It’s hard to say that Vinyl got better this week, but it did slowly start gaining momentum, if only because so many plots are progressing that a few of them are bound to keep our interest. I do wish that the primary murder plot would just get buried, so to speak — it remains an unwelcome intrusion on all the mediocre music and money plots. But instead of getting relief from being haunted by the bloody memories of Andrew Dice Clay’s Buck Rogers character being bludgeoned to death, Richie is haunted. And he’s slowly but steadily losing his marbles, even when sober.
At a big shindig for record bigwig Maury Gold, the emcee’s crass routine manages to spill the beans to Devon that Richie didn’t sell to Polygram, causing her face to turn icier than the water-glass that’s sitting near Buck Rogers’ empty space.Our (anti) hero is a little on edge, and as he shouts at the guest of honor in the bathroom, Maury’s admonition that Richie”say hello to a headshrinker” is not exactly wrong. Therapy would be a great idea for this man. Or you know, he could also just do more cocaine! He chooses the cocaine.
Back at the office, Richie runs a big meeting about what which artists to get rid of as they “trim the fat,” discussing the financials of each artist, and how to get easy cash from Christmas songs and the like. He’s also trying to find a name for a new label that sounds like “the future” because he wants to be hip and with it again. Yet the past keeps coming back to bother him, whether it’s a visit from mobbed-up moguls Maury associates with who offer him a “bridge loan” in exchange for his silence to the police about their shady doings, or another one from Buck’s murderer, Joe Corso, who also happens to have a lady-friend who sings (and has other talents too, he assures Richie) and just happens to have a demo tape. Richie nods and sweats and nods and sweats through these encounters. I wonder if he’s having the same problem I am telling all these mobster types and their suspect business activities and possible involvement in murders apart. No wonder Richie is stressed!
Richie isn’t just fending off the underworld, though. He’s also trying to win back the one artist who got away from him, blues man Lester Grimes. Richie is obsessed with authenticity now, and thus of course he visits Lester at the building in the ‘hood where the latter’s now a superintendent and tries to get him to think about giving his old blues tapes another shot. Lester sends him packing, but of course (this is where our “count the music movie clichés” game starts) later, alone, he listens to his old voice and is moved. Lester is also hanging out with D.J. Cool Herc as he helps invent hip-hop, and even though Lester is dubious, he defends Herc from the older dudes who just want him to play one song and leave it on, not switch around so much. I really hope this plot goes somewhere interesting and Lester is more than just a symbol for Richie’s failings, because his plot has some great potential.
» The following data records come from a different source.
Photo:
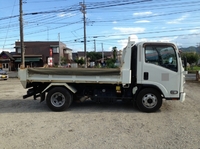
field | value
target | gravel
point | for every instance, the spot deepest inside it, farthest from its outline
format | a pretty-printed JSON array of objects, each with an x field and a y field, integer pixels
[{"x": 26, "y": 123}]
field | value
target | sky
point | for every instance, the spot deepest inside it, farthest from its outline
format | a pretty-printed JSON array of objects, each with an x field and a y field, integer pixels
[{"x": 108, "y": 23}]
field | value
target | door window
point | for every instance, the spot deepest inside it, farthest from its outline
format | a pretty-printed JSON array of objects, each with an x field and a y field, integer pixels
[{"x": 164, "y": 56}]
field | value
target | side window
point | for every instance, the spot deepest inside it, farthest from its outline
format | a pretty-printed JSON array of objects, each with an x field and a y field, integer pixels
[
  {"x": 151, "y": 56},
  {"x": 164, "y": 56}
]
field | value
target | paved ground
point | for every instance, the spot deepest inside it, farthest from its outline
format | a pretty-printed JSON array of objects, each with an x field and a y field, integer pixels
[{"x": 29, "y": 124}]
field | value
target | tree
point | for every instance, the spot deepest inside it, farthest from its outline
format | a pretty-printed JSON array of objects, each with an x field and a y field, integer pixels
[
  {"x": 80, "y": 61},
  {"x": 191, "y": 57}
]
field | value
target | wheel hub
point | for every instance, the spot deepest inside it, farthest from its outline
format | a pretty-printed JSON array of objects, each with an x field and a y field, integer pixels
[
  {"x": 57, "y": 99},
  {"x": 149, "y": 101}
]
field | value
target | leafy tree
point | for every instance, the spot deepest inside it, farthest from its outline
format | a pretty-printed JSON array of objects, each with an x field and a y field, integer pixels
[{"x": 191, "y": 57}]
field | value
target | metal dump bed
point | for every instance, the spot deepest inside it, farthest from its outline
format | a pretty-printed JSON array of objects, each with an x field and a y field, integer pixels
[{"x": 70, "y": 75}]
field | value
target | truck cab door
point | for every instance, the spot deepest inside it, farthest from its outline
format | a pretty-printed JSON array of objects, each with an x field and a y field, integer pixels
[{"x": 159, "y": 67}]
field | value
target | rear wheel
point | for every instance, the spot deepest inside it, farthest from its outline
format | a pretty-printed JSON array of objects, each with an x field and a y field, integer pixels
[
  {"x": 58, "y": 99},
  {"x": 149, "y": 100}
]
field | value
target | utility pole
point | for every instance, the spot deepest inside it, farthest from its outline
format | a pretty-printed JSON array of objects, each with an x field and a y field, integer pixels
[
  {"x": 83, "y": 7},
  {"x": 59, "y": 59},
  {"x": 102, "y": 52},
  {"x": 94, "y": 45},
  {"x": 21, "y": 35}
]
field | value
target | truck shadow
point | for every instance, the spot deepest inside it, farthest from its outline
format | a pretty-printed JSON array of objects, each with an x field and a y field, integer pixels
[{"x": 32, "y": 106}]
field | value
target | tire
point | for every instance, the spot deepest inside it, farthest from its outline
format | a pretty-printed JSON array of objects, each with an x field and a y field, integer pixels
[
  {"x": 149, "y": 100},
  {"x": 58, "y": 99}
]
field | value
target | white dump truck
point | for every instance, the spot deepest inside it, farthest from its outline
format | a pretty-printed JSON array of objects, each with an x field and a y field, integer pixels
[{"x": 149, "y": 73}]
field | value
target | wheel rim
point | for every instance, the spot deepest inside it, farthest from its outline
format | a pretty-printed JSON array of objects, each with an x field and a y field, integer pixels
[
  {"x": 149, "y": 101},
  {"x": 57, "y": 99}
]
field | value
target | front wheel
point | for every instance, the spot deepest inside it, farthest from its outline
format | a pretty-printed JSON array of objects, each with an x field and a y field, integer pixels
[
  {"x": 58, "y": 99},
  {"x": 149, "y": 100}
]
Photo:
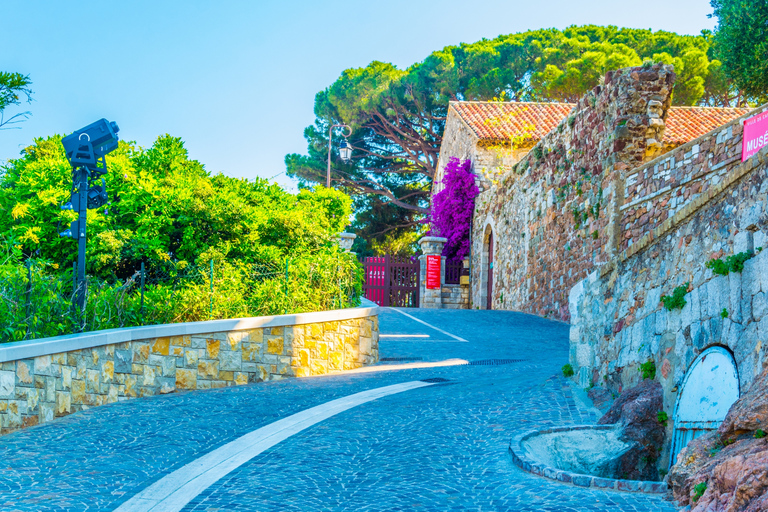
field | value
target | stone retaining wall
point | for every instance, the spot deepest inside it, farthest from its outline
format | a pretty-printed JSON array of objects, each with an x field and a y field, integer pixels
[
  {"x": 618, "y": 321},
  {"x": 554, "y": 216},
  {"x": 455, "y": 296},
  {"x": 44, "y": 379}
]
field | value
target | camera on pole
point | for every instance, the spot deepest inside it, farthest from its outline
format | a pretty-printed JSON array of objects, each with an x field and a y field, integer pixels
[{"x": 86, "y": 150}]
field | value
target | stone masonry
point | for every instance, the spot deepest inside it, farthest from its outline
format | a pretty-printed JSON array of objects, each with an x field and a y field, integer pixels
[
  {"x": 555, "y": 215},
  {"x": 38, "y": 389},
  {"x": 618, "y": 320}
]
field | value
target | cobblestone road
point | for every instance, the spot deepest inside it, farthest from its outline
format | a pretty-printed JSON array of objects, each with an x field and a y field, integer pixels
[{"x": 438, "y": 448}]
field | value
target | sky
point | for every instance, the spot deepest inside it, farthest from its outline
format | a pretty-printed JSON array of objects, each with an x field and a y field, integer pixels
[{"x": 236, "y": 79}]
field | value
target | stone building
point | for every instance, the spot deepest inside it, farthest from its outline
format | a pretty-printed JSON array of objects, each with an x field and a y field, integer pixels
[
  {"x": 600, "y": 209},
  {"x": 551, "y": 181}
]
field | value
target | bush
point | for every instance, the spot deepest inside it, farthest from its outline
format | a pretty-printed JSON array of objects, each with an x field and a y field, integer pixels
[
  {"x": 677, "y": 299},
  {"x": 648, "y": 369},
  {"x": 734, "y": 263}
]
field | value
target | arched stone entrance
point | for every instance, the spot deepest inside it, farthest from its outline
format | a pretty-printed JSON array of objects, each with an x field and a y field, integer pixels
[
  {"x": 486, "y": 269},
  {"x": 709, "y": 388}
]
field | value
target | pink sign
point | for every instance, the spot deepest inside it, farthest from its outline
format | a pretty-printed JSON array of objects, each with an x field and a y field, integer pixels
[
  {"x": 755, "y": 135},
  {"x": 433, "y": 272}
]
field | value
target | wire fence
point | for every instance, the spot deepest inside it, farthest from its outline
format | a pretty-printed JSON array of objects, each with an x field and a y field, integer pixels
[{"x": 36, "y": 300}]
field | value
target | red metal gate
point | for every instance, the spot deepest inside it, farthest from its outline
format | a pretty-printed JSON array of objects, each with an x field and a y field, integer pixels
[{"x": 392, "y": 280}]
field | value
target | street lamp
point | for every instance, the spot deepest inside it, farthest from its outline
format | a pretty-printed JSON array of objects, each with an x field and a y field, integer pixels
[
  {"x": 344, "y": 149},
  {"x": 86, "y": 150}
]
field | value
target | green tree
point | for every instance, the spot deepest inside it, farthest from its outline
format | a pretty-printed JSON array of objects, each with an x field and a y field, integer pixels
[
  {"x": 13, "y": 88},
  {"x": 741, "y": 43},
  {"x": 398, "y": 116},
  {"x": 163, "y": 206}
]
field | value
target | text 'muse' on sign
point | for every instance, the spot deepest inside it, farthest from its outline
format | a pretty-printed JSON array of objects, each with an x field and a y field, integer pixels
[
  {"x": 433, "y": 272},
  {"x": 755, "y": 135}
]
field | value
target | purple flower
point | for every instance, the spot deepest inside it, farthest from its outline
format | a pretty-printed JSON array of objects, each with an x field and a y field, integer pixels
[{"x": 452, "y": 208}]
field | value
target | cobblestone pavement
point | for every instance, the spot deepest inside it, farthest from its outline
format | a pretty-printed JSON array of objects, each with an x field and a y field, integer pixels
[{"x": 438, "y": 448}]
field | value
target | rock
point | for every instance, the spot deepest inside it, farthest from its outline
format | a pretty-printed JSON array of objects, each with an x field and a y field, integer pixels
[
  {"x": 601, "y": 397},
  {"x": 732, "y": 462},
  {"x": 636, "y": 409},
  {"x": 748, "y": 413}
]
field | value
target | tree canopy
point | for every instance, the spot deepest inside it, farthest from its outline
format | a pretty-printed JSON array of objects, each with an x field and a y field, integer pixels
[
  {"x": 741, "y": 43},
  {"x": 14, "y": 87},
  {"x": 163, "y": 206},
  {"x": 398, "y": 116}
]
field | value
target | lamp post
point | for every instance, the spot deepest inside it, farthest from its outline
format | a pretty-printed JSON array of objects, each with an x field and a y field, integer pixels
[
  {"x": 345, "y": 150},
  {"x": 86, "y": 150}
]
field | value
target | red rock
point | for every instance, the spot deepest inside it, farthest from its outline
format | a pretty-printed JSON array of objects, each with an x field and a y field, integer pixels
[
  {"x": 636, "y": 410},
  {"x": 737, "y": 474}
]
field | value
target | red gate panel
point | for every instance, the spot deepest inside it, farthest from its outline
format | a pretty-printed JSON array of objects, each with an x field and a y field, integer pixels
[{"x": 392, "y": 280}]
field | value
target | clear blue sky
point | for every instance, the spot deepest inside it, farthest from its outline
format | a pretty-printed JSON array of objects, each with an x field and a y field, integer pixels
[{"x": 236, "y": 80}]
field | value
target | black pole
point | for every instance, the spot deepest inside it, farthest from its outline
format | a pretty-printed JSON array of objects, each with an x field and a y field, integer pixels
[
  {"x": 29, "y": 297},
  {"x": 141, "y": 309},
  {"x": 83, "y": 213}
]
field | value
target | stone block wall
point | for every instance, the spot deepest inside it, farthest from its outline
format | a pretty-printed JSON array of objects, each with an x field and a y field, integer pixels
[
  {"x": 455, "y": 296},
  {"x": 657, "y": 190},
  {"x": 49, "y": 378},
  {"x": 555, "y": 215},
  {"x": 618, "y": 321}
]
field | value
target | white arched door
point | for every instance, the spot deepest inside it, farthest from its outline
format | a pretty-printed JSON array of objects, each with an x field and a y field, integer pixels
[{"x": 709, "y": 389}]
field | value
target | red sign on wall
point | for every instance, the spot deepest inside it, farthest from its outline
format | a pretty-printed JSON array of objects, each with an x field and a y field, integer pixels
[
  {"x": 433, "y": 272},
  {"x": 755, "y": 135}
]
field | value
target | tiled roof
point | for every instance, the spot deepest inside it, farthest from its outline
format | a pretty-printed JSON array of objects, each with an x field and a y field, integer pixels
[
  {"x": 493, "y": 120},
  {"x": 687, "y": 123}
]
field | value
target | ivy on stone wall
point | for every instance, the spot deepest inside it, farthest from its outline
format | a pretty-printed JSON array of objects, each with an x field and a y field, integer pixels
[{"x": 452, "y": 208}]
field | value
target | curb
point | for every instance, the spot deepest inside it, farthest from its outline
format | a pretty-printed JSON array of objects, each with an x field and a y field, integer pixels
[{"x": 523, "y": 460}]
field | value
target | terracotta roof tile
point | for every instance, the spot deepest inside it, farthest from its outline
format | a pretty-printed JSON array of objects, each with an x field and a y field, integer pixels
[
  {"x": 687, "y": 123},
  {"x": 492, "y": 120}
]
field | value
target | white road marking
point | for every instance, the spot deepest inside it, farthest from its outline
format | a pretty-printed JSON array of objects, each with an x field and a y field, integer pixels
[
  {"x": 428, "y": 325},
  {"x": 172, "y": 492},
  {"x": 408, "y": 366}
]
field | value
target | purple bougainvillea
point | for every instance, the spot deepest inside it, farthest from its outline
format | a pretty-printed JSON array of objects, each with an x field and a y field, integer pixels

The same cannot be said for Devon’s story, which continues to be one flat cliché about post-bohemian, suburban ennui after another. Devastated that Richie’s decision to stick with his company and not sell it means she can’t contribute big bucks to her fundraiser for a Eastern European dance troupe, Devon sits in the bedroom thinking about the old days, when they had a baby and a lot more chemistry. She lights upon the idea of selling Andy Warhol’s portrait of her which looms above them in the flashback, and when Richie can’t cough up the cash for the shindig, she ends up going back to the now-famous artist’s studio and getting him to sign the picture. She pretends to just want him to sign it for no particular reason. Yet looking at her sadly, the pop artist knows she’s going to sell it. He signs it for her anyway, filming her while she cries.
The episode’s B-plots are more entertaining and light, with the best belonging poor label schmuck Clark, who runs into Alice Cooper and gives him a big pep-talk about going solo and signing with American Century. After a wild night, Clark ends up with a snake around his neck (her name is Eva Marie Snake), on a golf course while Alice tees off, and later, with his head in a prop guillotine, convinced he’s going to die. Alice then reveals that their whole wild night was a prank to get back at Richie Finestra for standing them up when they were young and struggling (music industry cliché #2). Clark’s genuine terror and Alice Cooper’s casual bullying may not be nice, but they are just the right kind of nasty.
On the subject of nastiness, everyone’s favorite surly brits, the Nasty Bits, have cleaned up their act at Julie’s request and launch into a competent Kinks number. But of course, Richie hates what they sound like all polished, and before he can walk out in disgust, Jamie harasses them and throws a bottle onstage, forcing the lads into sounding like their old snarling selves. Now Richie is impressed. “What the fuck just happened?” asks Julie. Music movie cliché #3, Julie. That’s what just happened.
But given all the other sad sacks on this show, how can we not root for team “Nasty Bits + Jamie”? They at least have some forward momentum and energy and verve.
Richie, meanwhile is stuck knowing that Buck’s body has been found — and to top it off, murderin’ Joe’s lady-friend with the demo has a horrible voice.